Gene Ontology enrichment analysis

a statistical test to identify Gene Ontology terms that are associated with a larger proportion of a query set of genes the would be expected due to chance.

nested effects model

a regression model that assumes that data points are generated by a hierarchical process.

MNase digestion

cutting DNA into small fragments using micrococcal nuclease (MNase), which has higher specificity for non-nucleosomal DNA than DNase I

Monocle 2

a software package for single cell analysis in the R programming language. Includes an implementation of sc-RNA-seq pseudotime analysis that is based on the dimensionality reduction algorithm “DDRTree.”

pseudotime trajectory

a computational ordering of cells from a single cell assay (i.e. sc-RNA-seq) that aims to reconstruct the continuous temporal dynamics of a gene regulatory process.

RNA FISH

RNA fluorescence in situ hybridization. Fluorophore-conjugated oligonucleotide probes are hybridized to mRNA molecules in a fixed sample allowing them to be counted

RNAi

RNA interference. A biological pathway present in many eukaryotes in which short hairpin RNAs or short double-stranded RNAs trigger degradation and/or translational inhibition of complementary messenger RNA.

RNA velocity

an algorithm that analyzes the ratios of spliced mRNA to un-spliced pre-mRNAs in single cell RNA-seq data in order to estimate the time derivative of cell gene expression profiles, i.e. a cell’s “RNA velocity”

single cell ATAC-seq

one of several protocols that adapt ATAC-seq to provide chromatin accessibility data for individual cells instead of a bulk cell population.

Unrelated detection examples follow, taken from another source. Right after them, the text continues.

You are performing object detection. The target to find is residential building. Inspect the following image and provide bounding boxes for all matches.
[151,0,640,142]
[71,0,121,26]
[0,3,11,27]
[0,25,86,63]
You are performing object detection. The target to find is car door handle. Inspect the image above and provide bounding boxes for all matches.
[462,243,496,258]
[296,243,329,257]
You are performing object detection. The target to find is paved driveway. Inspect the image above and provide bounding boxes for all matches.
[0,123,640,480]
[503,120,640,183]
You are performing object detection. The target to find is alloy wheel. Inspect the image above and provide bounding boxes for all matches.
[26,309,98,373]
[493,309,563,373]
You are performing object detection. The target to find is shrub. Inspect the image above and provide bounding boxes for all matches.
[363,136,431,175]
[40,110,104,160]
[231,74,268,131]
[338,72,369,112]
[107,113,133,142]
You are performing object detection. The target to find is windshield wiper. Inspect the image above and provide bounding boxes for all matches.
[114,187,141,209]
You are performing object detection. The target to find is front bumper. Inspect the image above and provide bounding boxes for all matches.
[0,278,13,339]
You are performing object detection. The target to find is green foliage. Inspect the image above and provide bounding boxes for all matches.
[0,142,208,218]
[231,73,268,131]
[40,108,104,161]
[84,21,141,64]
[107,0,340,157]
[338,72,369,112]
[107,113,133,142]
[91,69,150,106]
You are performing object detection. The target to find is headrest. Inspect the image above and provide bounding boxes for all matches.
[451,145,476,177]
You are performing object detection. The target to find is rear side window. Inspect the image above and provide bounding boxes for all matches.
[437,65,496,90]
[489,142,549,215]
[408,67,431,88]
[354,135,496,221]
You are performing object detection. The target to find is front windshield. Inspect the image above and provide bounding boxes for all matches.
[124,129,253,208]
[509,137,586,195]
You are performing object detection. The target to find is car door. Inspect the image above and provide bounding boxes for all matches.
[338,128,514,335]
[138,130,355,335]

single cell bisulfate sequencing

one of several protocols that adapt bisulfate sequencing to profile CpG methylation in single cells. Bisulfate sequencing uses a chemical reaction to convert non-methylated cytosine nucleotides to uracil, which is read out as thymine when sequenced

single cell THS-seq

an adaptation of the THS-seq protocol that provides chromatin accessibility data for individual cells instead of a bulk cell population.

SLICER

an algorithm for pseudotemporal analysis that examines shortest paths on a k-nearest-neighbor graph of cells.

THS-seq

Transposome Hypersensitive Site sequencing. An alternative to ATAC-seq that uses in vitro transcription to amplify sequence from regions of accessible chromatin.

URD

an algorithm for pseudotemporal analysis. Similar to DPT, but supports reconstructing trajectories with multiple branches

Waddington’s landscape

a metaphor to describe the process of development introduced by Conrad Waddington in 1957.

Waddington-OT

an algorithm for identifying lineage relationships between cells in time series single cell RNA-seq data.

Wishbone

an algorithm for pseudotemporal analysis that examines shortest paths on a k-nearest-neighbor graph of cells.